Exception in the characterization of equality of quadratic extensions when the field is of characteristic $2$.

I've been brushing up on Galois Theory with the book Galois Theory Through Exercises and I have come across one such exercise that claims what I believe is false when a field is of characteristic $2$. The problem goes as follows:

2.5 (a) Let $L\supseteq K$ be a field extension and let $\alpha \in L\setminus K$, $\alpha^2 \in K$. Show that $$K(\alpha) = \{a + b\alpha, \text{ where }a,b\in K\}.$$ (b) Let $K(\sqrt{a})$ and $K(\sqrt{b})$ where $a,b\in K$, $ab \neq 0$, be two field extensions of $K$. Show that $K(\sqrt{a}) = K(\sqrt{b})$ if and only if $ab$ is a square in $K$ (that is, there is a $c\in K$ such that $ab = c^2$).

Part (a) is easy enough and so is proving that $K(\sqrt{a}) = K(\sqrt{b})$ when $ab = c^2$ for some $c\in K$. Now, if $K(\sqrt{a}) = K(\sqrt{b})$ then we distinguish two cases:

• If $K = K(\sqrt{a}) = K(\sqrt{b})$ then let $u,v\in K$ such that $u = \sqrt{a}$ and $v = \sqrt{b}$. Then $ab = (uv)^2$, as we wanted to show.
• If $K \subsetneq K(\sqrt{a}) = K(\sqrt{b})$ then we have that $\sqrt{b}\in K(\sqrt{a})$, so using part (a) there are $c,d\in K$ such that $\sqrt{b} = d + c\sqrt{a}$. This means that $$b = d^2 + c^2a + 2cd\sqrt{a}$$ so $2cd\sqrt{a} = b - d^2 - c^2a$. Since the RHS is in $K$, so must the LHS. But $\sqrt{a}\notin K$ so $2cd = 0$.

If $c = 0$ then $\sqrt{b} = d \in K$ which contradicts our assumption that $K\subsetneq K(\sqrt{b})$.

If $d = 0$ then $\sqrt{b} = c\sqrt{a}$ so $\sqrt{ab} = ac$ and, therefore, $ab = (ac)^2$, as we wanted to prove.

However, if $\text{char}(K) = 2$ then we cannot deduce that $c$ or $d$ is $0$. And I think that the claim is false.

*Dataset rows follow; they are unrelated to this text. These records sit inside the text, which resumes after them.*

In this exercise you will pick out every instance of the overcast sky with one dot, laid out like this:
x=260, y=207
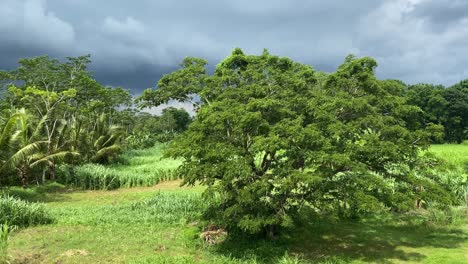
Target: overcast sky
x=133, y=43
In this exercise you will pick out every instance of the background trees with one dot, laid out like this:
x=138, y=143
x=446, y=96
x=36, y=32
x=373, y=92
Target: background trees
x=54, y=112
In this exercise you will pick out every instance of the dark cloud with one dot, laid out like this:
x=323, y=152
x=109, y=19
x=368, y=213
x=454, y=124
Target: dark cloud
x=134, y=43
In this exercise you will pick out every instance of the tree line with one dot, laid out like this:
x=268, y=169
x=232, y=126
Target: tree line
x=54, y=112
x=271, y=136
x=274, y=140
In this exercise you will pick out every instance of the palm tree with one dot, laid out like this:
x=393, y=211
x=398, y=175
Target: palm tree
x=23, y=148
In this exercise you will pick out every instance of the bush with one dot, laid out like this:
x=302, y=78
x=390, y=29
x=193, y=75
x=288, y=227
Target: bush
x=21, y=213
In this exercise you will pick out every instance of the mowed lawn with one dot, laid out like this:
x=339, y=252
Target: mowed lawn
x=160, y=224
x=108, y=227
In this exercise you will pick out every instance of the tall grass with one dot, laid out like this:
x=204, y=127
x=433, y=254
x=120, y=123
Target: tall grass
x=455, y=176
x=21, y=213
x=5, y=230
x=455, y=154
x=165, y=208
x=138, y=168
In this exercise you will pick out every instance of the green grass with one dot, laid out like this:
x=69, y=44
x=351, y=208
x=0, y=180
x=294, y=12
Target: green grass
x=455, y=154
x=141, y=168
x=159, y=225
x=455, y=176
x=16, y=212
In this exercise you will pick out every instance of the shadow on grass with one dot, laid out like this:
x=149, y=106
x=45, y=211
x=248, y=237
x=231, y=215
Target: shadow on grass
x=49, y=192
x=342, y=242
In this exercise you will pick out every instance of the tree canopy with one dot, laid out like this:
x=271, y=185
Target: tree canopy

Indeed, let $a \in K\setminus K^2$ and let $b = a + 1$. Then $\sqrt{b} = \sqrt{a} + 1$ so $K(\sqrt{a}) = K(\sqrt{b})$. However, $\sqrt{ab} = a + \sqrt{a}\notin K$.

Am I missing something here or should the question state that $\text{char}(K) \neq 2$

Your proposed counterexample works provided your field $K$ of characteristic $2$ is such that not every element of $K$ is a square in $K$.

For example, choosing $K=F_2$ won't work.

More generally, if $K$ is a field of characteristic $2$, the map $x\mapsto x^2$ is an injective homomorphism, so in the case where $K$ is finite, every element of $K$ is a square in $K$.

But for your proposed counterexample to work, it's not enough to simply assume that the field $K$ of characteristic $2$ is infinite, since if $K$ is an algebraic extension of $F_2$, every element of $K$ lies in a finite subfield of $K$, hence once again, every element of $K$ is a square in $K$.

Thus, a qualifying $K$ must be a transcendental extension of $F_2$.

As an example of a $K$ that works, you can choose $K=F_2(x)$, and then you can let $a=x$ and $b=x+1$, exactly as you proposed.